Plasmid pTP6 was transferred from E. coli JM109 (pTP6) to C. metallidurans strain CH34 by biparental conjugation. Transconjugants were selected by growth in LPTMS agar medium in presence of Hg2+ (0.04 mM). More than 100 mercury-resistant transconjugants were observed in the plate. Parental strain CH34 and E. coli strain JM109 (pTP6) did not grow in presence of Hg2+ (0.04 mM). All forty-four transconjugants that formed a large colony in presence of Hg2+ (0.04 mM) and that were picked were capable to grow in liquid LPTMS medium containing succinate (0.3%) as sole carbon source and Hg2+ (0.09 mM). One of these transconjugants, C. metallidurans strain MSR33, was selected for further characterization.

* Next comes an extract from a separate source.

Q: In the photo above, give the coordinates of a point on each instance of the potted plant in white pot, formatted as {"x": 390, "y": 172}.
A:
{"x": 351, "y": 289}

Genetic characterization of the transconjugant strain MSR33
Strain MSR33 was genetically characterized. The presence of plasmid pTP6 in strain MSR33 was confirmed by plasmid isolation and visualization by agarose gel electrophoresis. The presence of merB gene in the isolated plasmid, pTP6, and in genomic DNA of strain MSR33 was confirmed by PCR (Fig. 2). Additionally, the C. metallidurans chromate-resistance chrB gene and the copper resistance copA gene were detected in the genome of transconjugant strain MSR33.
A, detection of merB gene in plasmid (lanes 1–3) and genomic DNA (lanes 4–6). B, detection of chrB (lanes 1–3) and copA (lanes 4–6) genes in genomic DNA. Lanes: 1 and 4, E. coli JM109 (pTP6); 2 and 5, C. metallidurans strain MSR33; 3 and 6, C. metallidurans strain CH34.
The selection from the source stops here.